Question

5. A tank initially contains 20 lb of salt dissolved in 200-gallon of water. Starting at time t = 0, a solution containing 0.5 lb of salt per gallon enters the tank at a rate of 4 gallons per minute and the well-stirred solution is withdrawn at the same rate. (a) Find the amount(in lb) of salt Q in the solution as a function of t in minutes. (b) Find the time at which the amount of salt in the tank reaches 50 lb. (c) Find the quantity of salt in the solution as t + .

Answer 1

(a) Amount of salt as a function of time

`A(t)=100-80e^(-0.02t)`

(b) The time at which the amount of salt in the tank reaches 50 lb is 23.5 minutes.

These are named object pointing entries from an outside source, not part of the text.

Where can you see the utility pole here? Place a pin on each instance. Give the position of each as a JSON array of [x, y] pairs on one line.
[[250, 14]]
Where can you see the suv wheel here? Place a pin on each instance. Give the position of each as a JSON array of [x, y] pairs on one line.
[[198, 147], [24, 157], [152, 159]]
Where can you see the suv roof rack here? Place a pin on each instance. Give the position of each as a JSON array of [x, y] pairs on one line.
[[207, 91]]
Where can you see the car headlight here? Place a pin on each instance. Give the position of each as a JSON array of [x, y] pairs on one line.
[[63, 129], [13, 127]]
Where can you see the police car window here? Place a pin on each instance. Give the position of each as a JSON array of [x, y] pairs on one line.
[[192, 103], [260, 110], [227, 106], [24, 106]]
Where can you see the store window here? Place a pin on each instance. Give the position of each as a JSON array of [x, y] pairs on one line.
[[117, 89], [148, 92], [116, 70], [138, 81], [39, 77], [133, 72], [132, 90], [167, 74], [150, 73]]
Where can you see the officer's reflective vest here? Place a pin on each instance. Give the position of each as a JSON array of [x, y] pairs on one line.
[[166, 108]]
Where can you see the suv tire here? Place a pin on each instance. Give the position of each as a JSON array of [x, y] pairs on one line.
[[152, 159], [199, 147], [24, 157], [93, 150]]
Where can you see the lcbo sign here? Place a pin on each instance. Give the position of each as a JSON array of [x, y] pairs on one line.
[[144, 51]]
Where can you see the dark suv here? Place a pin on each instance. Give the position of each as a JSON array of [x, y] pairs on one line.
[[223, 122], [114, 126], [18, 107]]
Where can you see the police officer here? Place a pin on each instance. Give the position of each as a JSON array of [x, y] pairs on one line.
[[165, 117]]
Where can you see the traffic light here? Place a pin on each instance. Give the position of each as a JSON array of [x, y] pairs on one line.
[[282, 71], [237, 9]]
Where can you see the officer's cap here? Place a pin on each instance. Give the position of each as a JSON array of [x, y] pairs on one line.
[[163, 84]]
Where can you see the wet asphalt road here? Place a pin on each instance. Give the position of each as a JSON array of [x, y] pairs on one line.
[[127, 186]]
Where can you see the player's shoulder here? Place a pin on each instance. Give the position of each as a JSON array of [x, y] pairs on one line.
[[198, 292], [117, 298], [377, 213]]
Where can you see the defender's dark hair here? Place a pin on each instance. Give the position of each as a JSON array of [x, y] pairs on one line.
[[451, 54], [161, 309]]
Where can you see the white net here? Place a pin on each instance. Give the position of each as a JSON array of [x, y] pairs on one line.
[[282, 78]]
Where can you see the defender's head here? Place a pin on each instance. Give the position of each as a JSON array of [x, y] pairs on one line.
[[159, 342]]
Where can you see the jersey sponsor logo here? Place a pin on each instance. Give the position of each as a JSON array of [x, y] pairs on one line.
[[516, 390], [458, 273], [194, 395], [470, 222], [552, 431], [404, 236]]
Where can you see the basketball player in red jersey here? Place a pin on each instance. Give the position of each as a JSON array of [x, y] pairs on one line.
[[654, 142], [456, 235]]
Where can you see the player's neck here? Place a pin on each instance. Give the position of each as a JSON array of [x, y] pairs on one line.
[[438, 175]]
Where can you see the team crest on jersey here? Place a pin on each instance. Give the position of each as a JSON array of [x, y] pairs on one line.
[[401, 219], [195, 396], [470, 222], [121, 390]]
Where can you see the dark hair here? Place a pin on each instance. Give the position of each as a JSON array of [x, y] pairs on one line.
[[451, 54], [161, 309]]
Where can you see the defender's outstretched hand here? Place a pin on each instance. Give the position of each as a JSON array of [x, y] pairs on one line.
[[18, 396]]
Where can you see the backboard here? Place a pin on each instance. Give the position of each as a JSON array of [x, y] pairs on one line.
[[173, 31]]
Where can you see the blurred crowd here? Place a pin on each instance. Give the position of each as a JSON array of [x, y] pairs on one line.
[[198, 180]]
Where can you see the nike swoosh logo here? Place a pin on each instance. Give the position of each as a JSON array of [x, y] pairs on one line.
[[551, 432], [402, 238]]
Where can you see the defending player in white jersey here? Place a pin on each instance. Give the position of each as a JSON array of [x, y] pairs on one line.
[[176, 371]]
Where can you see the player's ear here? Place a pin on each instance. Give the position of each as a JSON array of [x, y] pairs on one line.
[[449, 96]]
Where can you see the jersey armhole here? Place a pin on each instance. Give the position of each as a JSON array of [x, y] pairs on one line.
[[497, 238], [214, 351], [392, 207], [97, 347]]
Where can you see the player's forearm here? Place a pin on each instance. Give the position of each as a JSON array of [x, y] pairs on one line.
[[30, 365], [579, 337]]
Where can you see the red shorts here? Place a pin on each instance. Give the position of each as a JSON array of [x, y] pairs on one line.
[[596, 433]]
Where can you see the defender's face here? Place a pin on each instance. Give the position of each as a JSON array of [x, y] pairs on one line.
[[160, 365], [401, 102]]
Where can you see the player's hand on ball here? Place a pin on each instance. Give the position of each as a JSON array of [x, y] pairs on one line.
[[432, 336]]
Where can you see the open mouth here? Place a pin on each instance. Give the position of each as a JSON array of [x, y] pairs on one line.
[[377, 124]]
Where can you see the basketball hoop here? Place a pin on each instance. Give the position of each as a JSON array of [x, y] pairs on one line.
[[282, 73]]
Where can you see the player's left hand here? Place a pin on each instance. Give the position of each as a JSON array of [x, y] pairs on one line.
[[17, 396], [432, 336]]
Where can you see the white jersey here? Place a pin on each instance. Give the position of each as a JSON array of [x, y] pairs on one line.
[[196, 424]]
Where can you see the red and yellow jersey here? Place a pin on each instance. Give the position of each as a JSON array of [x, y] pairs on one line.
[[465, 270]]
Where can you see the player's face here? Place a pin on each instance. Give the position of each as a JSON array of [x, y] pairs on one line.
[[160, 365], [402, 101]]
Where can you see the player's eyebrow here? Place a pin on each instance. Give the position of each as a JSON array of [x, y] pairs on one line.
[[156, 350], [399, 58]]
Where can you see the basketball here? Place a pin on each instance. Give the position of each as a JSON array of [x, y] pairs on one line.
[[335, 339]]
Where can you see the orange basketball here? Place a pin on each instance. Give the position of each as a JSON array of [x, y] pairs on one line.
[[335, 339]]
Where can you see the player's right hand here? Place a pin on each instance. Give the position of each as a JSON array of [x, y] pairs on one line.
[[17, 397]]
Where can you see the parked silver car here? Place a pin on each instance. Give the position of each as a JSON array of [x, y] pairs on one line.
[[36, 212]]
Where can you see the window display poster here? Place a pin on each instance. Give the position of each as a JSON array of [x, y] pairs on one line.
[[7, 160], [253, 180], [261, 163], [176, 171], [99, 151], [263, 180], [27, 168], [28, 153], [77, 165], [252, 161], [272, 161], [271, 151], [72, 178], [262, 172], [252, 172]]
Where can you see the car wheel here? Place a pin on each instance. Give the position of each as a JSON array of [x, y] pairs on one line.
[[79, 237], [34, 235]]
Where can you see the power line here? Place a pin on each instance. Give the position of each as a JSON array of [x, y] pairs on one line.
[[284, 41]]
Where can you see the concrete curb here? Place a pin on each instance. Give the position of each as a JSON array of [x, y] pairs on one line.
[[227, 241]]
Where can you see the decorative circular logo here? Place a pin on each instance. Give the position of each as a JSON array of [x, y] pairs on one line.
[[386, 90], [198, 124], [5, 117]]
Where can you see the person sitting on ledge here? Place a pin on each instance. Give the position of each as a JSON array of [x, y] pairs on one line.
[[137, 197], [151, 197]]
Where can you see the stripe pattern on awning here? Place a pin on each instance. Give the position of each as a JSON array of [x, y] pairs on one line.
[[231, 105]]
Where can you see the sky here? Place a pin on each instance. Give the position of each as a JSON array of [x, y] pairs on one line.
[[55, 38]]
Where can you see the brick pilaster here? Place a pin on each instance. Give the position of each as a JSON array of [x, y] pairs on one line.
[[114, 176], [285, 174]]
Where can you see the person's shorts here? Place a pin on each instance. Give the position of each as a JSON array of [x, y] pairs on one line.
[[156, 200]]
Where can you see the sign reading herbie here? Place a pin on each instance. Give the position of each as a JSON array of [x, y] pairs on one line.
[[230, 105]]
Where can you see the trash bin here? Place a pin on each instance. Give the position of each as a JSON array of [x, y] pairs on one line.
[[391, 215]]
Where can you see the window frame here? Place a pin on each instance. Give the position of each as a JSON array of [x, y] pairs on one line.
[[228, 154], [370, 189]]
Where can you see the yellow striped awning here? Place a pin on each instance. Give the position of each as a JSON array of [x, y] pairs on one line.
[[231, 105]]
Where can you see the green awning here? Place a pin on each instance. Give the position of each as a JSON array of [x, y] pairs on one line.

(c) The amount of salt when t approaches to +inf is 100 lb.

Explanation:

The rate of change of the amount of salt can be written as

`(dA)/(dt) =rate\,in\,-\,rate\,out\\\\(dA)/(dt)=C_i*q_i-C_o*q_o=C_i*q_i-(A(t))/(V)*q_o\\\\(dA)/(dt)=0.5*4-(A(t))/(200)*4\\\\(dA)/(dt) =(100-A(t))/(50)=-((A(t)-100)/(50))`

Then we can rearrange and integrate

`(dA)/(dt)= -((A(t)-100)/(50))\\\\\int (dA)/(A-100)=-(1)/(50)  \int dt\\\\ln(A-100)=-(t)/(50)+C_0\\\\ A-100=Ce^(-0.02*t)\\\\\\A(0)=20 \rightarrow 20-100=Ce^0=C\\C=-80\\\\A=100-80e^(-0.02t)`

Then we have the model of A(t) like

`A(t)=100-80e^(-0.02t)`

(b) The time at which the amount of salt reaches 50 lb is

`A(t)=100-80e^(-0.02t)=50\\\\e^(-0.02t)=(50-100)/(-80)=0.625\\\\-0.02*t=ln(0.625)=-0.47\\\\t=(-0.47)/(-0.02)=23.5`

(c) When t approaches to +infinit, the term e^(-0.02t) approaches to zero, so the amount of salt in the solution approaches to 100 lb.